Philippe Migault : Du point de vue économique la Russie sort petit à petit de la crise financière grave qu'elle a traversé consécutivement à la chute des cours du brut et à la dévaluation du rouble. La croissance est de retour avec une progression du PIB de 1,2 à 1,4% espérée en 2017. Le chiffre est modeste comparativement à la croissance forte des années 2000, 7% en moyenne par an,  mais le redressement est tangible après la baisse de 2015-2016. La principale locomotive de l'économie, la consommation intérieure, en recul depuis deux ans, s'est stabilisée et la relance semble s'amorcer. Les sanctions ne sont donc pas parvenues à mettre à terre l'économie russe qui a, au contraire, profité de ce paramètre pour accélérer son processus de diversification en développant des capacités de production alternatives, je pense notamment au secteur agricole et à celui de l'industrie des biens de consommation courants. Au final la Russie sortira sans doute renforcée de l'épisode des sanctions, plus compétitive. 

Corollaire de cette résilience, la popularité de Vladimir Poutine demeure intacte. Les Russes en ont assez de la corruption, les récentes manifestations en attestent, et n'apprécient guère certains membres de leur gouvernement. Mais Vladimir Poutine demeure sans rival et devrait remporter les élections présidentielles de 2018 dans un fauteuil. 

Stabilité politique et économique : Poutine peut défendre en toute quiétude les intérêts russes sur la scène internationale en se projetant sur le long terme, 2024, fin de son dernier mandat. La modernisation des forces armées russes, dans ce cadre, est un atout important. Elle se poursuit, malgré les difficultés économiques rencontrées. L'objectif fixé fin 2011, 70% de matériel moderne dans les forces armées à l'horizon 2020, devrait être atteint, malgré les échecs de certains programmes, voire dépassé dans certains domaines. Et les investissements consentis portent leurs fruits, les succès russes en Syrie en témoignent. 

Il faut cependant relativiser l'importance de la puissance militaire russe. Le Kremlin dépensera moins cette année que la France pour son armée. Le budget de la défense russe reste 13 fois inférieur à celui des Etats-Unis, tandis que la Russie dispose d'un arsenal important, certes, mais très inférieur quantitativement à celui de l'OTAN.

Florent Parmentier : Lorsque l'on aborde la question de la puissance russe, il convient de rappeler tout d'abord la taille immense de ce pays, l'intensité du climat continental qui règne sur une bonne partie du territoire, ainsi que la relative faible densité de population sur une bonne partie de cet espace. A ces dimensions géographiques s'ajoute une histoire où l'État a pu défendre la religion orthodoxe puis le pouvoir communiste international. Il s'ensuit de ces caractéristiques que l'un des problèmes essentiels pour la Russie est la gestion de cet espace à la fois immense et multinational. La Russie reste le seul pays voisin de la Finlande et de la Corée du Nord.

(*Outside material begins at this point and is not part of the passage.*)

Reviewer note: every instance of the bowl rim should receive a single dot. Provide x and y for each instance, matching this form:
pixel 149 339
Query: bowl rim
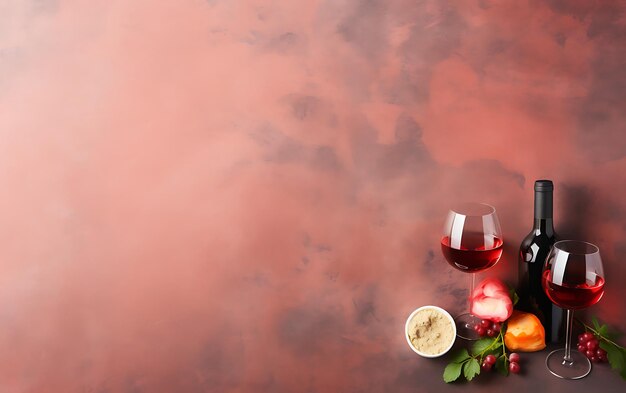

En outre, la Russie a depuis longtemps été caractérisée comme une puissance pauvre (selon l’historien Georges Sokolov), dans laquelle les ressources énergétiques ainsi que les matières premières ont un rôle important. Les dirigeants russes doivent donc surmonter des défis hérités du passé, à savoir adopter une approche dans laquelle la compétitivité et l'attractivité sont des objectifs recherchés, restructurer les secteurs stratégiques  et participer à un changement plus global des mentalités. Si Vladimir Poutine n’a pas réussi à changer de modèle de croissance, son assise sur le système politique reste réelle, par sa capacité à arbitrer entre différents groupes.

Au sujet de la modernisation militaire, il faut remarquer que si la Russie accuse un retard sur certaines technologies critiques, la “guerre hybride” qu’elle a menée en Ukraine montre qu’elle compense ses faiblesses par une inventivité opérationnelle et stratégique. Cependant, les dépenses militaires russes restent très inférieures aux dépenses américaines, dans l’absolu, mais également au regard des dépenses par soldat.

Concernant la diplomatie, la Russie, membre permanent du Conseil de Sécurité des Nations unies, est aujourd’hui présente dans de nombreuses crises internationales, de la Corée du Nord à la Syrie en passant par l’Ukraine. Son Ministère des affaires étrangères est craint dans les négociations internationales. De fait, à côté de sa puissance militaire, la Russie essaie de développer une politique d’influence propre, par le biais de différents relais, allant des médias à divers groupes de soutien. Cette politique a pu faire l’objet de contre-feux - et force est de constater que RT n’a pas l’audience de CNN, Fox News, BBC et autres médias internationaux.

Ainsi, le bilan de la puissance russe doit être effectué de la manière la plus nuancée et dépassionnée possible, dans la mesure où elle fait l’objet de beaucoup de spéculations. Elle doit être étudiée dans le contexte des différentes crises. 

La Russie a-t-elle réussit à s'affirmer sur la scène diplomatique avec la gestion de la situation syrienne ? Est-ce que le théâtre syrien est un moyen d'affirmer un certain retour sur la scène internationale ?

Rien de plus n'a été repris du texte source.